Engdahl reviewed how American elites in the late 1930s began planning an American century in the post-war world - a "Pax Americana" to succeed the fading British Empire. The New York Council of Foreign Relations War and Peace Studies Group led the effort, and Rockefeller Foundation money financed it. As Engdahl put it: they'd be paid back later "thousands-fold." First though, America had to achieve world dominance militarily and economically.
The US business establishment envisioned a "Grand Area" to encompass most of the world outside the communist bloc. To exploit it, they hid their imperial designs beneath a "liberal and benevolent garb" by defining themselves as "selfless advocates of freedom for colonial peoples (and) the enemy of imperialism." They would also "champion world peace through multinational control." Sound familiar?
Like today, it was just subterfuge for their real aims that were pursued under the banner of the United Nations, the new Bretton Woods framework, the IMF, World Bank and the GATT. They were established for one purpose - to integrate the developing world into the US-dominated Global North so its wealth could be transfered to powerful business interests, mostly in the US. The Rockefeller family led the effort, the four brothers were involved, and Nelson and David were the prime movers.
While JD III was plotting depopulation and racial purity schemes, Nelson worked "the other side of the fence....as a forward-looking international businessman" in the 1950s and 1960s. While preaching greater efficiency and production in targeted countries, he schemed, in fact, to open world markets for unrestricted US grain imports. It became the "Green Revolution."
Nelson concentrated on Latin America. During WW II, he coordinated US intelligence and covert operations there, and those efforts laid the groundwork for family interests post-war. They were tied to the region's military because friendly strongmen are the type leaders we prefer to guarantee a favorable business climate.
From the 1930s, Nelson Rockefeller had significant Latin American interests, especially in areas of oil and banking. In the early 1940s, he sought new opportunities and along with Laurance bought vast amounts of cheap, high-quality farmland so the family could get into agriculture. It wasn't for family farming, however.

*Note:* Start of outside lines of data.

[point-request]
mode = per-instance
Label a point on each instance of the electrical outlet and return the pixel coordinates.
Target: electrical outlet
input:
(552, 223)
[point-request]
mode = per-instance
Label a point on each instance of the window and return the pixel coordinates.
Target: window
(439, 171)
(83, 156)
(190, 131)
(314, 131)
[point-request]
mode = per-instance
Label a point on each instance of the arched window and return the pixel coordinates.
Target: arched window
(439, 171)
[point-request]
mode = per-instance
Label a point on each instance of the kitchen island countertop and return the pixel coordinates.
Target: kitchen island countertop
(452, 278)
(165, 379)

The Rockefellers wants global monopolies, and their scheme was to do in agriculture what the family patriarch did in oil along with using food and agricultural technology as Cold War weapons.
By 1954, PL 480, or "Food for Peace," established surplus food as a US foreign policy tool, and Nelson used his considerable influence on the State Department because every post-war Department Secretary, from 1952 through 1979, had ties to the family through its Foundation: namely, John Foster Dulles, Dean Rusk, Henry Kissinger and Cyrus Vance.
These men supported Rockefeller views on private business and knew the family saw agriculture the way it sees oil - commodities to be "traded, controlled, (and) made scarce or plentiful" to suit the foreign policy goals of dominant corporations controlling their trade.
The family got into agriculture in 1947 when Nelson founded the International Basic Economy Corporation (IBEC). Through it, he introduced "mass-scale agribusiness in countries where US dollars could buy huge influence in the 1950s and 1960s." Nelson then allied with grain-trading giant Cargill in Brazil where they began developing hybrid corn seed varieties with big plans for them. They would make the country "the world's third largest producer of (these) crop(s) after the US and China." It was part of Rockefeller's "Green Revolution" that by the late 1950s "was rapidly becoming a strategic US economic strategy alongside oil and military hardware."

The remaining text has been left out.